Quarkonium production at DØ

Quarkonia are meson type particles in which the quark and the anti-quark are of the same type, e.g. the J/Psi consisting of a charm and an anti-charm quark or the Upsilon(nS) made of a bottom and an anti-bottom quark. Quarkonium production in proton-antiproton collisions provides an insight into the nature of the strong force, one of the four fundamental forces and the one responsible for holding together the quark constituents inside the nuclei of everyday matter. The description of this process within the Quantum Chromodynamics (QCD, theory used to describe the strong force) is factorized into two steps, production of a heavy quark-antiquark pair followed by the two quarks forming a particle of a color-singlet quarkonium state. The first step is relatively well understood. The second is a subject of different model approaches, with parameters tuned to the data.
 
The rate for direct production of quarkonium states at the Tevatron collider, reported by the CDF Collaboration and based on the Run I data, turned out to be more than an order of magnitude larger than expected. This observation generated a lot of interest and led to various theoretical attempts to describe the data. The new measurement of the Upsilon(1S) production by the D0 Collaboration extends studies of this process to the higher center of mass energy and a much wider range of rapidity, a variable related to the production angle with respect to the beamline.

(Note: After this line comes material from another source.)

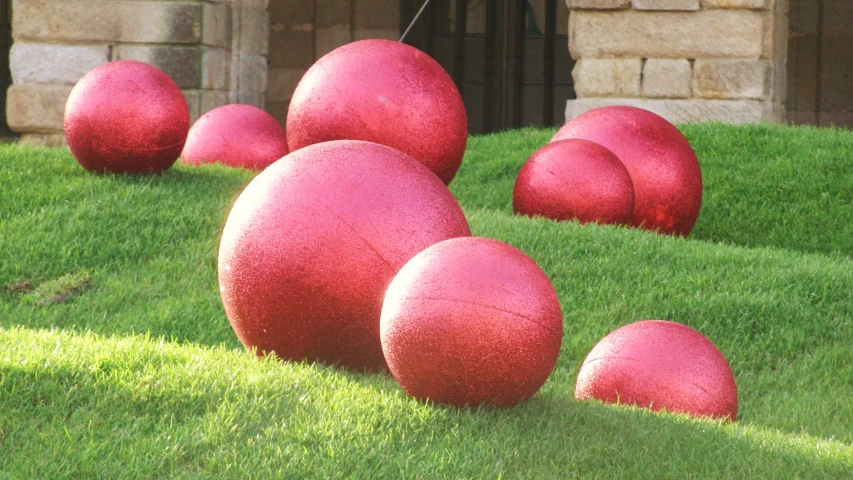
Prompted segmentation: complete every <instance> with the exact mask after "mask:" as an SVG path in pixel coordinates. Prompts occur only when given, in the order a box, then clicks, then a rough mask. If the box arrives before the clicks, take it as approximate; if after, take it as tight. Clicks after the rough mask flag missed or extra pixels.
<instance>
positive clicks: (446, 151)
mask: <svg viewBox="0 0 853 480" xmlns="http://www.w3.org/2000/svg"><path fill="white" fill-rule="evenodd" d="M344 139H353V140H366V141H370V142H376V143H381V144H383V145H387V146H389V147H393V148H396V149H397V150H400V151H402V152H404V153H407V154H409V155H411V156H412V157H414V158H415V159H417V160H418V161H420V162H421V163H423V164H424V165H426V166H427V167H428V168H429V169H430V170H432V171H433V172H434V173H435V174H436V175H438V176H439V178H441V179H442V181H444V183H445V184H450V181H451V180H453V177H454V176H455V175H456V171H457V170H459V165H460V164H461V163H462V156H463V155H464V154H465V144H466V142H467V141H468V120H467V117H466V114H465V106H464V104H463V103H462V97H461V95H460V94H459V90H458V89H457V88H456V85H455V84H454V83H453V80H452V79H451V78H450V76H449V75H448V74H447V72H445V71H444V69H443V68H442V67H441V65H439V64H438V62H436V61H435V60H433V59H432V58H431V57H430V56H429V55H427V54H426V53H424V52H421V51H420V50H417V49H416V48H413V47H410V46H408V45H405V44H403V43H400V42H393V41H390V40H378V39H373V40H361V41H357V42H353V43H349V44H347V45H344V46H342V47H340V48H337V49H335V50H333V51H332V52H330V53H328V54H327V55H325V56H324V57H322V58H320V59H319V60H318V61H317V62H316V63H315V64H314V65H313V66H312V67H311V68H310V69H309V70H308V72H307V73H305V76H303V77H302V80H301V81H300V82H299V85H298V86H297V87H296V90H295V91H294V93H293V98H292V99H291V101H290V107H289V109H288V112H287V141H288V145H289V146H290V149H291V150H296V149H299V148H302V147H305V146H307V145H312V144H315V143H319V142H324V141H329V140H344Z"/></svg>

Upsilon(1S) bottomonium states are detected by their decays into two muons. Clean muon identification over a large angular range of the DØ detector has been essential for this measurement. The sample of approximately 45000 Upsilon(1S) candidates, collected before the September 2003 Tevatron collider shutdown, was used to determine the production rate as a function of Upsilon(1S) momentum in three rapidity ranges. A good agreement is observed between the data and some of the most recent theoretical calculations. The precision of the new measurement will allow for a better determination of parameters used in different theoretical approaches.